In ‘Milk’, her first line sets up the offbeat tone of the poem with an intriguing statement:
It was easy not to like him, because of the milk.
She quickly moves to an image of milk bleeding ‘from every pore’. She uses the extended metaphor of milk to suggest difference and shows, with the building of a relationship, that the difference has disappeared. The characters end up sitting together with ‘milk pooled around [their] feet’.
Jeremy’s first lines often run on from the title of a poem e.g. ‘This time the bird’ continues ‘was down my shirt’. We are then pitched into the strange image of a bird escaping everyday clothing.

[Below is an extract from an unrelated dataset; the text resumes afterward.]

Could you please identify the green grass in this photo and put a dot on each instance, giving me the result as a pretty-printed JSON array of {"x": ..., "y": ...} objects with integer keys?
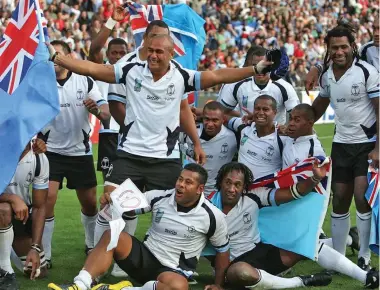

The first line creates a sense of intimacy but also discomfort which increases as the poem develops.
In the prose poem ‘In the Mouth of Something’, she suggests a world slightly out of kilter starting with houses which ‘lean forwards slightly’ and then odd behaviours by cats, TVs and ovens.
I particularly enjoyed the poem ‘There’s Something I Want to Get Off Me’. The title is somewhat disturbing. Although the subject is mundane, the poem is extraordinary, almost hypnotic in the way it describes cutting a ‘weird’ onion.
Emma Jeremy really does take our thoughts in very different directions.